As Helen returns to drink cocktails with Harry, they make up over their quarrel. Harry's second memory sequence then begins. He recalls how he once patronized prostitutes in Constantinople "to kill his loneliness", pining for the very first woman he fell in love with, with whom he quarreled in Paris and broke up. Harry had a fight with a British soldier over an Armenian prostitute, and then left Constantinople for Anatolia, where, after running from a group of Turkish soldiers, "he had seen the things that he could never think of and later still he had seen much worse". Then Harry recalls that upon his return to Paris, his then-wife inquired about a letter that was actually from Harry's first love—a reply to the letter he wrote to that woman (mailed to New York, asking to write to his office in Paris) while being in Constantinople.
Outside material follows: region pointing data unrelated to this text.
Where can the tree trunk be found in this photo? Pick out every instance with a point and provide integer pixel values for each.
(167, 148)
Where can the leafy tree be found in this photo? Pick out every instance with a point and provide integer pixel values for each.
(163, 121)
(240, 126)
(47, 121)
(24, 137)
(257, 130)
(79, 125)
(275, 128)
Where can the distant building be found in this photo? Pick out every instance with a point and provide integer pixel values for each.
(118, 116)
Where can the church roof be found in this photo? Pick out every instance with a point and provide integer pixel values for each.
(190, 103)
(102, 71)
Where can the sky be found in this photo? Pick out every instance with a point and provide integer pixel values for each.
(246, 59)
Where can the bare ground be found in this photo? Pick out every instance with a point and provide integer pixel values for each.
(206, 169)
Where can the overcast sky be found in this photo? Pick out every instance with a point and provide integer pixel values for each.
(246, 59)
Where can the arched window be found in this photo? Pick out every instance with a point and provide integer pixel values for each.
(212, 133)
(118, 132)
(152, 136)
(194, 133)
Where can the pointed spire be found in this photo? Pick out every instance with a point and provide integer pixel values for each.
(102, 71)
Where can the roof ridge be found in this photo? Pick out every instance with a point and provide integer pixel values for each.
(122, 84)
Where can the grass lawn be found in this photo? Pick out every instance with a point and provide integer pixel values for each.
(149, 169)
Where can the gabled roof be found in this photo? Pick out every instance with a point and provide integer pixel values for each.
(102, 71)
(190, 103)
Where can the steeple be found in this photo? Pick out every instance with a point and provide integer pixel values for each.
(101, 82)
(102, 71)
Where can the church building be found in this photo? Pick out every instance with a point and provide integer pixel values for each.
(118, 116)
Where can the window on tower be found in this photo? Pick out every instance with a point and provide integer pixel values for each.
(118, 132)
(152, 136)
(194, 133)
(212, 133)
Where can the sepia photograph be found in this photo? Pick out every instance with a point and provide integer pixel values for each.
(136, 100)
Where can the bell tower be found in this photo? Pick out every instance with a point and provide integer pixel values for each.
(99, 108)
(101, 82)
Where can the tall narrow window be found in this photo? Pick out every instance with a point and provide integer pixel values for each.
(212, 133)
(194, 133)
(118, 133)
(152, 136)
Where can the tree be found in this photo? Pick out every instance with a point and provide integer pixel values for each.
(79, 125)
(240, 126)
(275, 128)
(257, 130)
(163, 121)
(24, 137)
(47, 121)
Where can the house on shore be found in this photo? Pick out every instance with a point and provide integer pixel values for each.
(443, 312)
Helen and Harry eat dinner, and then Harry has another memory—this time of how his grandfather's log house burned down. He then relates how he fished in the Black Forest, and how he lived in a poor quarter of Paris and felt a kinship with his poor neighbors. Next, he remembers a ranch and a boy he turned in to the sheriff after the boy protected Harry's horse feed by shooting and killing a thief. Harry ponders, "That was one story he had saved to write. He knew at least twenty good stories from out there and he had never written one. Why?". Then he felt once again that he'd prefer to be in different company rather than with Helen, as the "rich were dull". Next, his thoughts wander to beating the fear of death, and the limits of being able to bear pain. He remembers an officer named Williamson who was hit by a bomb, and to whom Harry subsequently fed all his morphine tablets. Harry considers how he does not have to worry about pain in his current condition.
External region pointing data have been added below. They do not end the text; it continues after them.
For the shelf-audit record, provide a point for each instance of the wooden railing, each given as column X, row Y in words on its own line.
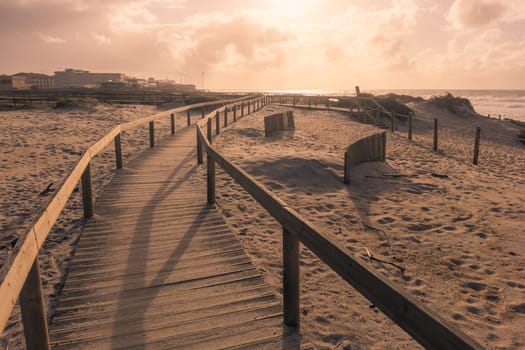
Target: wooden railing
column 20, row 275
column 424, row 325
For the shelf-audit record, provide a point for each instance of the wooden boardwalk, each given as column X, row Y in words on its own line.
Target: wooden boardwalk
column 158, row 268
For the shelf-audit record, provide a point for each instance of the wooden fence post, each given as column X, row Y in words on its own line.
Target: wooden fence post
column 199, row 147
column 172, row 118
column 346, row 176
column 209, row 131
column 151, row 133
column 290, row 279
column 118, row 152
column 476, row 145
column 217, row 123
column 410, row 127
column 87, row 193
column 211, row 179
column 435, row 134
column 34, row 311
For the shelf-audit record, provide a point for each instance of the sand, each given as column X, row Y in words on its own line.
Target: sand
column 456, row 228
column 40, row 147
column 459, row 234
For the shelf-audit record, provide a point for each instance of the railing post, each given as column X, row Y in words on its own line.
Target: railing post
column 172, row 119
column 211, row 179
column 209, row 131
column 290, row 279
column 217, row 123
column 87, row 193
column 151, row 133
column 199, row 147
column 435, row 134
column 34, row 311
column 118, row 152
column 410, row 127
column 476, row 146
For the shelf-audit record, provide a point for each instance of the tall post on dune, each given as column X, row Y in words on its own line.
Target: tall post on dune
column 410, row 127
column 435, row 134
column 476, row 146
column 172, row 120
column 290, row 278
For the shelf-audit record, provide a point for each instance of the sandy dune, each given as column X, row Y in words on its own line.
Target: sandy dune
column 456, row 228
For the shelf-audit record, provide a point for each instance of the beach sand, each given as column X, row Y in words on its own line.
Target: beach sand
column 456, row 228
column 40, row 147
column 459, row 237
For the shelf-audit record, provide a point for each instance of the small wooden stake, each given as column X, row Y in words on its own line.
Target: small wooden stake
column 476, row 145
column 435, row 134
column 118, row 152
column 87, row 193
column 34, row 311
column 290, row 279
column 172, row 118
column 151, row 133
column 410, row 127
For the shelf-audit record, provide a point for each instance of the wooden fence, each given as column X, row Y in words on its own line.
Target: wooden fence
column 368, row 149
column 20, row 275
column 278, row 122
column 424, row 325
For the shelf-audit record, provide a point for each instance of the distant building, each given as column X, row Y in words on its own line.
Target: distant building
column 83, row 78
column 32, row 81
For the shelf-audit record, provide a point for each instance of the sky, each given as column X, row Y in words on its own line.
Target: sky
column 274, row 44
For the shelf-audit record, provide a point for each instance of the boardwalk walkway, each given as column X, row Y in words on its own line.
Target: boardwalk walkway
column 158, row 268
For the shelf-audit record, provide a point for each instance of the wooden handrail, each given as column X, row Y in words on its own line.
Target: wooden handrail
column 14, row 272
column 423, row 324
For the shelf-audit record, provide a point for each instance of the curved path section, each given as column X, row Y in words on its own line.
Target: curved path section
column 158, row 268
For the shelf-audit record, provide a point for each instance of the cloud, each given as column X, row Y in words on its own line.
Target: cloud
column 100, row 39
column 50, row 39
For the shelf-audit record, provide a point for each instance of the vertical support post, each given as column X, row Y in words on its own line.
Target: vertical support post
column 435, row 134
column 290, row 279
column 151, row 133
column 87, row 193
column 217, row 123
column 476, row 145
column 211, row 179
column 34, row 311
column 346, row 178
column 410, row 127
column 199, row 147
column 118, row 152
column 209, row 131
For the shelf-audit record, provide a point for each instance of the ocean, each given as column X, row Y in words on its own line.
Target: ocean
column 507, row 103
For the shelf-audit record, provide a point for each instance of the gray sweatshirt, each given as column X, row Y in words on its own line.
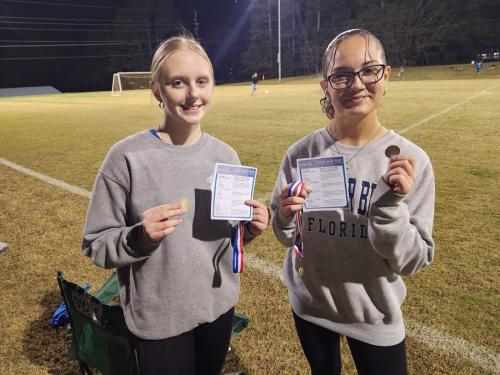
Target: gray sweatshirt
column 353, row 257
column 169, row 287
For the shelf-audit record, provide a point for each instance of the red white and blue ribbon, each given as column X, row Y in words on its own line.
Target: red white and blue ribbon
column 237, row 234
column 296, row 189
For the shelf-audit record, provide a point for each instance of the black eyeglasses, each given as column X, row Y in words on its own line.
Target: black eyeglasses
column 368, row 75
As Harry lies on his cot remembering, he feels the overwhelming presence of death and associates it with the hyena that has been spotted running around the edge of the campsite. He is unable to speak. Helen, thinking that Harry has fallen asleep, has him moved into the tent for the night. Harry dreams that it is morning, and that a man called Compton has come with a plane to rescue him. He is lifted onto the plane (which has space only for him and the pilot) and watches the landscape go by beneath him. Suddenly, he sees the snow-covered top of Mt. Kilimanjaro, and knows that is where he is bound. Helen wakes up in the middle of the night to a strange hyena cry, and finds Harry unresponsive on his cot. It is not specified whether or not Harry is already dead.

==Adaptation==
A film adaptation of the short story, directed by Henry King, written by Casey Robinson, and starring Gregory Peck as Harry, Susan Hayward as Helen, and Ava Gardner as Cynthia Green (a character invented for the film) appeared in 1952. The film's ending does not mirror the story's ending.